Значение взаимности (социативное) реализуется при глаголе жаніцца з кім в белорусском языке (а также укра­инском и других славянских языках), которое в русском коррелирует с формой на + пр. пад. при глаголе жениться с собственно объектным значением и ярко выраженным оттенком преобладания, подчеркивающим роль мужчины в обществе. В славянской аудитории, изучающей русский язык, эта форма жениться на ком вызывала резкую отрицательную коннотацию.

Отделительное (аблятивное) значение при глаголах избавиться, отречься, отказаться и под., которое в русском языке передается формой от+ род. пад., в белорусском выражается род. пад без предлога: пазбыцца, выракацца, зрачыся каго, т. е. аблятивное значение передается без акцентуации на объекте отторжения.

Собственно объектному значению с формой прямого объекта в русском языке при глаголах простить, благодарить, извинять и под. в белорусском языке соответствует адресатное объектное значение с формой дат. пад.: дараваць, дзякаваць, прабачыць каму. Если в русском языке внимание в таких конструкциях сосредоточивается на активном воздействии на кого-либо, то в белорусском — на адресате восприятия волеизъявления, в пользу или во вред которому совершается действие.
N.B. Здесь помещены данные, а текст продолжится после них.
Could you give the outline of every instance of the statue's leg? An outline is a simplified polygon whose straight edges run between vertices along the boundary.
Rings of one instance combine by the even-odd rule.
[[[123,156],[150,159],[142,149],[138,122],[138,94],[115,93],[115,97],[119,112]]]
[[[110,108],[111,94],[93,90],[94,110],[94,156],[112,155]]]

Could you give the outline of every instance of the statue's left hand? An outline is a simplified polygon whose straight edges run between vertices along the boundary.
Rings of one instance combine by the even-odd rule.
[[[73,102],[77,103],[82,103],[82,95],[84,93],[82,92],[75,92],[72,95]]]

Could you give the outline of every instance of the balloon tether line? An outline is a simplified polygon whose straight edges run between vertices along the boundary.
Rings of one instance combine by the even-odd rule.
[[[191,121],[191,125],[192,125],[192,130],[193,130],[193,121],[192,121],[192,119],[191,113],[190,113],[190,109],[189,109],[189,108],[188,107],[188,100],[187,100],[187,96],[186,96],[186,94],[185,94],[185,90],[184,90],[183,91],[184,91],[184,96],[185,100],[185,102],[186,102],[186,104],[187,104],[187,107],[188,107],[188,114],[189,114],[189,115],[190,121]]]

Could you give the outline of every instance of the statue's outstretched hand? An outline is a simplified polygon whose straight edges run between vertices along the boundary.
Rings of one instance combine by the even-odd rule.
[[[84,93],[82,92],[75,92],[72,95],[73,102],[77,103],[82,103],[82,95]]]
Таким образом, фиксация национально-культурного компонента значения в семантике синтаксических единиц в исследуемомом фрагменте языковой системы но­сит эксплицитный характер, воплощается в языковую традицию — сильное управление глагола-предиката. В спе­цифике категоризации объекта в русском и белорусском языках отразились присущие данным этнокультурным общностям представления о мире, связанные с различными этическими нормами. Национальная категоризация объекта в белорусском языке обусловлена толерантным национальным мышлением, изначальным вни­ма­нием к лицу-объекту.
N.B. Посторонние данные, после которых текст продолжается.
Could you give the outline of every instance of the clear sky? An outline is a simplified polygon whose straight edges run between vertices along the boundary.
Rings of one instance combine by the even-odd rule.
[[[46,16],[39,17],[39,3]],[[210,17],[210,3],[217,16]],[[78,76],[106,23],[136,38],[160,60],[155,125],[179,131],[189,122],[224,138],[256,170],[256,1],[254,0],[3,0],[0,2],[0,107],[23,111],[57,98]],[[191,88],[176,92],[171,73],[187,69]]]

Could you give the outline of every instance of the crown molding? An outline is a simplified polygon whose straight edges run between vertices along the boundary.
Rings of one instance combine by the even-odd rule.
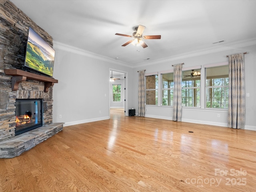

Следовательно, различия между фоновыми глаголами носят не только «поверхностный», синтагматический характер, но и отражают различия в объективных ментальных состояниях носителей языка. Тем самым типологическое исследование этих глаголов представляет не только собственно языковедческую, синтаксическую проблему, но и этнопсихологичес­кую, определяет их роль в национальной «картине мира».